Frente a la encrucijada, González priorizó su salud, que ya había dado señales de afectación frente a los tironeos políticos y jurídicos y los dimes y diretes que circularon como dardos por el Barrio Cívico.

Ya está, se dijo. Así, González logró jubilarse en poco más de un semestre.

Con la decisión tomada y los papeles en la mano inició los trámites en ANSES en marzo de 2020, mientras los fogonazos por los equiparados no cesaban. En octubre recibió la buena nueva de parte de ANSES. Ya estaba jubilada. Ya podía irse de la Justicia.

Entonces, cerró el círculo que ella misma comenzó a transitar hace casi 8 años cuando decidió presentarse en los despachos de los supremos para presentarse. En persona. Porque aunque ellos la habían elegido y habían insistido a través de terceros que accediera a reemplazar al histórico Alfredo Segura, el primero en ejercer ese cargo, que ya era equiparado al de magistrado, a González solo la conocían de nombre y de notas.

Y como aquella vez, Mónica González volvió a esos despachos y se despidió. Con la frente alta. Condición que no todos los que manejan fondos públicos pueden esgrimir.

Su carrera en el Estado provincial no es patrimonio exclusivo del Poder Judicial, al que ingresó dos años antes de ser designada administradora de la Corte. Llegó por concurso para ser Directora de Contabilidad y Finanzas y les ganó el puesto a casi cincuenta postulantes. Seis meses a prueba, fijaba la ley. Y la superó. Después vendría la chance de suceder a Segura y lo ya conocido.
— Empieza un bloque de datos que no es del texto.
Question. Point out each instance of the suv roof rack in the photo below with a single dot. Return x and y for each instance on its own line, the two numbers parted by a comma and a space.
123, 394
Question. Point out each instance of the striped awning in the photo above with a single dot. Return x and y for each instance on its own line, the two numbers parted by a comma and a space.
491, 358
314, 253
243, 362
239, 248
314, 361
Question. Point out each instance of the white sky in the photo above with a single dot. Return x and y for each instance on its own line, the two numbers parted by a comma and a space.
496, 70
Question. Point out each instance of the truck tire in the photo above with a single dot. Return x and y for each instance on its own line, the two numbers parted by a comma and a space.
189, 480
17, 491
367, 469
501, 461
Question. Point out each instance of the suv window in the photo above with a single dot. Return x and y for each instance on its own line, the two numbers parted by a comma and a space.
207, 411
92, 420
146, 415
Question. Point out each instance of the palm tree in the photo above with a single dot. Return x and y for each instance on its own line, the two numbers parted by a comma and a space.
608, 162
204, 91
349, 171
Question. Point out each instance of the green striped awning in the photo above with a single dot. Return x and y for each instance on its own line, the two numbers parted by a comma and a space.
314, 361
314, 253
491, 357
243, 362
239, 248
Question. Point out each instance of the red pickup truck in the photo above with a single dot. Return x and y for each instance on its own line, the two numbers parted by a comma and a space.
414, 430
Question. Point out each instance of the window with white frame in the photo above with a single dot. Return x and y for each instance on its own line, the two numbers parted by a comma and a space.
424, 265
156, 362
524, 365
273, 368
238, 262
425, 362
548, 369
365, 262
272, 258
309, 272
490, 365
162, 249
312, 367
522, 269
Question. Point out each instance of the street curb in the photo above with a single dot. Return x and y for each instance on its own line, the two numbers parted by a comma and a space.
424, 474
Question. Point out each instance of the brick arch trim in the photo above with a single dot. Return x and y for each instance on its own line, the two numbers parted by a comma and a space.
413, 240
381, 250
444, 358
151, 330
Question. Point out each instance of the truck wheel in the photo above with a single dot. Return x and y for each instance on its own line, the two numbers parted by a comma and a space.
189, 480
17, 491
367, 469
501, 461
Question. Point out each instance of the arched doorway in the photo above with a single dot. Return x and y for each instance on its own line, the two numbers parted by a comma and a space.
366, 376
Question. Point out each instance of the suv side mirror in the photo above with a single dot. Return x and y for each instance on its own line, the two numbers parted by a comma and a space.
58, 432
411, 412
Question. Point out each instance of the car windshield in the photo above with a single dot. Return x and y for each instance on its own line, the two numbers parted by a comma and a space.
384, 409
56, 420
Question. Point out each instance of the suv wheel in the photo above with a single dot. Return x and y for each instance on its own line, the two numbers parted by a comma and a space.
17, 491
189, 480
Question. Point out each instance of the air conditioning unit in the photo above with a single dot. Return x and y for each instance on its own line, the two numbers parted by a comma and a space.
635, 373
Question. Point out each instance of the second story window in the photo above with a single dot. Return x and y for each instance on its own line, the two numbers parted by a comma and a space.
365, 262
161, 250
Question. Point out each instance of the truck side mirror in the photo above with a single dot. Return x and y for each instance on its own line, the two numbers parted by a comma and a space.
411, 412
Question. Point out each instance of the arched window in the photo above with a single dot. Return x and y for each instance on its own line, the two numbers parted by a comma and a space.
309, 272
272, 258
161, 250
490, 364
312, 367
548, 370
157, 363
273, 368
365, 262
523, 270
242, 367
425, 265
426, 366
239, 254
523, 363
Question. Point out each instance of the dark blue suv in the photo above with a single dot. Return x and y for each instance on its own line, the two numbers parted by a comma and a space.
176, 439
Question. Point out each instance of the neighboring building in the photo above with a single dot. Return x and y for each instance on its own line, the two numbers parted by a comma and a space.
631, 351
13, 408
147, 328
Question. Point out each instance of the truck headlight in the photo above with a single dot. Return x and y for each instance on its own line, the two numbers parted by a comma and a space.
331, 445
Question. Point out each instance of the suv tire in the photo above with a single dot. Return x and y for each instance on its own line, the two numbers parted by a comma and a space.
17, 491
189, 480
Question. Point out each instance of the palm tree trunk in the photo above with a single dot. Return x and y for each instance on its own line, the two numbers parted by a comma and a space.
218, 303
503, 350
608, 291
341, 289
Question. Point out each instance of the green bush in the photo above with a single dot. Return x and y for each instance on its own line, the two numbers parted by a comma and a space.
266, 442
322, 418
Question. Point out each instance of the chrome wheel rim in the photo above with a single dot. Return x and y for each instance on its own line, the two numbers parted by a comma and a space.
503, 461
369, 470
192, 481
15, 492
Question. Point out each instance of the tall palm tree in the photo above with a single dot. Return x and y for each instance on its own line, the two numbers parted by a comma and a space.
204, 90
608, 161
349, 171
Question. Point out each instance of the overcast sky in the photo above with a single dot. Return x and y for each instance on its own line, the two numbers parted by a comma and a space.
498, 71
Pero antes, en sus comienzos, cuando comenzaba sus casi 40 años de carrera en el Estado, Mónica González fue parte del Tribunal de Cuentas y de la Contaduría General de la Provincia. El primer paso lo dio en la Municipalidad de Santa Rosa.
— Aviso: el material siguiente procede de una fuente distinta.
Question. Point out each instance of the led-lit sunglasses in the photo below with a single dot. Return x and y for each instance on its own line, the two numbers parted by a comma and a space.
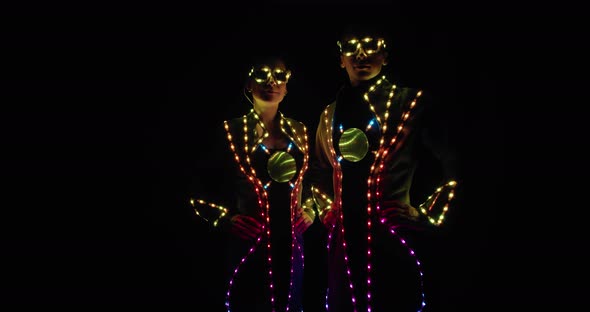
263, 74
368, 44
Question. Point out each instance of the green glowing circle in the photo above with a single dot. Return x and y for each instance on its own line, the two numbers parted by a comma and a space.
353, 144
281, 166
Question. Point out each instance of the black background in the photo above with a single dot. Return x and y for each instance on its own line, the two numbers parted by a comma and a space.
107, 112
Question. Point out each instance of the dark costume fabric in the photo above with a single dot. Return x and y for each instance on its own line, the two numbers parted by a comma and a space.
271, 267
367, 265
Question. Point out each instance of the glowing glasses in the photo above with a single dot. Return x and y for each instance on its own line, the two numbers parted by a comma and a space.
368, 44
263, 74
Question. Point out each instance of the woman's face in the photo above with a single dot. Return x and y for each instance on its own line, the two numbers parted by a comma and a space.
268, 81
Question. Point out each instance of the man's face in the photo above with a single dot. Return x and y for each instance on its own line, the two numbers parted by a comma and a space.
362, 57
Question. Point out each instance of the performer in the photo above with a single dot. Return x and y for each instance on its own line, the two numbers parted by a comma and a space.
368, 146
268, 157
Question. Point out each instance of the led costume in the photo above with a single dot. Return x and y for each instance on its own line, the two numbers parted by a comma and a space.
266, 274
367, 142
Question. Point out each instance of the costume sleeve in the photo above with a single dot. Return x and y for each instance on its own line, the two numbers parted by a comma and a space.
317, 183
213, 194
438, 139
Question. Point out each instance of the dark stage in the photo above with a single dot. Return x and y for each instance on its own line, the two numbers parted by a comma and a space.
108, 123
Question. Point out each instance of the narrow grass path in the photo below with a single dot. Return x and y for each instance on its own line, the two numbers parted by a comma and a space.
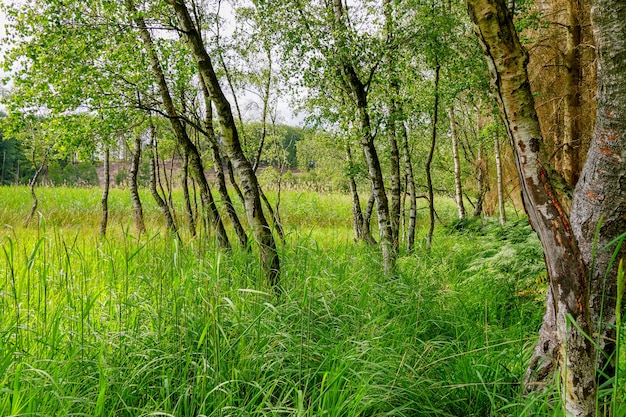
149, 326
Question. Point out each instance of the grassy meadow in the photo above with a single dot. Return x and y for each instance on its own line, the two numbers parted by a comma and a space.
150, 326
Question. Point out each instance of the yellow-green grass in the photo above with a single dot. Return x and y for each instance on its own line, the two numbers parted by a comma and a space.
151, 326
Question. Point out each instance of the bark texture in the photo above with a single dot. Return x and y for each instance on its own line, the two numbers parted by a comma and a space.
195, 161
219, 168
499, 179
32, 184
600, 195
134, 189
458, 184
358, 92
431, 153
104, 201
252, 199
561, 344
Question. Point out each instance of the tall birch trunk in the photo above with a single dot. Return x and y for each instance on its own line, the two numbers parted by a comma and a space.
184, 183
499, 179
458, 184
32, 184
251, 192
481, 186
134, 188
358, 93
219, 168
563, 345
104, 201
599, 201
410, 186
195, 161
429, 179
572, 81
361, 229
161, 203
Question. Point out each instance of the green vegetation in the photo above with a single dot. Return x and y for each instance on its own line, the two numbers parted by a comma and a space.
126, 327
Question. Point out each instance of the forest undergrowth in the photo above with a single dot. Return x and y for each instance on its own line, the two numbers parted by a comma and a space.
150, 326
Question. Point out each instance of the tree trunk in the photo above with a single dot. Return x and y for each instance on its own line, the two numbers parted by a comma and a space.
367, 215
361, 231
165, 209
134, 188
104, 201
184, 182
254, 210
410, 185
429, 180
562, 344
195, 161
458, 185
32, 183
481, 185
499, 180
219, 168
358, 91
274, 215
599, 202
572, 81
396, 186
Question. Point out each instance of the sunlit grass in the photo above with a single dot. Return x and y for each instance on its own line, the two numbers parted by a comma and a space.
145, 326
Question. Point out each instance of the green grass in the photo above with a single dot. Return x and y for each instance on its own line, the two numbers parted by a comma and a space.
127, 326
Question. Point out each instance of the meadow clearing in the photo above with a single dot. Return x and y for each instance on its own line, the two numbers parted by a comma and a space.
128, 325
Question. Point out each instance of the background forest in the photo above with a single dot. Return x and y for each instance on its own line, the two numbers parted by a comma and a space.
306, 208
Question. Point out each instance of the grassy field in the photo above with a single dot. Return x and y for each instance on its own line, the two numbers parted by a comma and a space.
149, 326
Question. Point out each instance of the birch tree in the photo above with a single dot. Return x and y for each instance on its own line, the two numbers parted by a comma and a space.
578, 279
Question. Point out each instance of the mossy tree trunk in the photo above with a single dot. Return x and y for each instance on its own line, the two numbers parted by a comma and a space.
563, 344
598, 211
251, 191
133, 185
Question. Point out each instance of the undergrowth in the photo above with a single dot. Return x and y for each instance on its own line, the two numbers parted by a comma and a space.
127, 326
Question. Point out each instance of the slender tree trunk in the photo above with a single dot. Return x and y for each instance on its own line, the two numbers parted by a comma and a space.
499, 180
104, 201
361, 231
219, 168
32, 183
599, 202
167, 195
233, 180
572, 81
165, 209
410, 185
392, 134
273, 215
252, 195
458, 184
396, 186
134, 188
184, 182
429, 180
562, 344
195, 161
358, 91
367, 215
481, 185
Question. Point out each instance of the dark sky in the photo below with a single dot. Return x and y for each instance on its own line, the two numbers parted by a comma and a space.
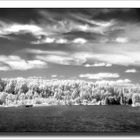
92, 44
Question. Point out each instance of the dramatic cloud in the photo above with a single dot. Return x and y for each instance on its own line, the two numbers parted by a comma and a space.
98, 65
100, 75
17, 63
98, 44
131, 71
79, 41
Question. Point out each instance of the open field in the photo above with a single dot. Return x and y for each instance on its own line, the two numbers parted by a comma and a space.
71, 119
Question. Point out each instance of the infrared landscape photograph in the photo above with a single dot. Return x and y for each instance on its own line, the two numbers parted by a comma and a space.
70, 71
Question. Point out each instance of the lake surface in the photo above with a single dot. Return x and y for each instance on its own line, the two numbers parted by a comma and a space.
71, 119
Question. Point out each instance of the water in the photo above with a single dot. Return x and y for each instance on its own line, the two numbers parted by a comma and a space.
71, 119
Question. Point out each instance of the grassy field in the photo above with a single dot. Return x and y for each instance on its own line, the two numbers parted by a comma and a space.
71, 119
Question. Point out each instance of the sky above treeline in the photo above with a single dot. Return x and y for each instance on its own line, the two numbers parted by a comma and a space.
100, 45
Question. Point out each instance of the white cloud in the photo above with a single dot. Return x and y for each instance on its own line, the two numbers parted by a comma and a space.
53, 76
62, 59
42, 41
131, 71
100, 75
119, 58
4, 68
121, 40
17, 63
61, 41
6, 29
98, 65
15, 28
80, 41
Ha dado conferencias. Ha sido distinguida y premiada. Ha escrito libros y participado en trabajos académicos de alto vuelo. Ha participado de congresos de administradores de poderes judiciales de provincias.

Lo bien que hiciste, le dijeron muchos apenas se enteraron de que había renunciado.

Dedicarme de lleno a la docencia, les contestó a quienes le preguntaron qué hará en esta nueva etapa de la vida.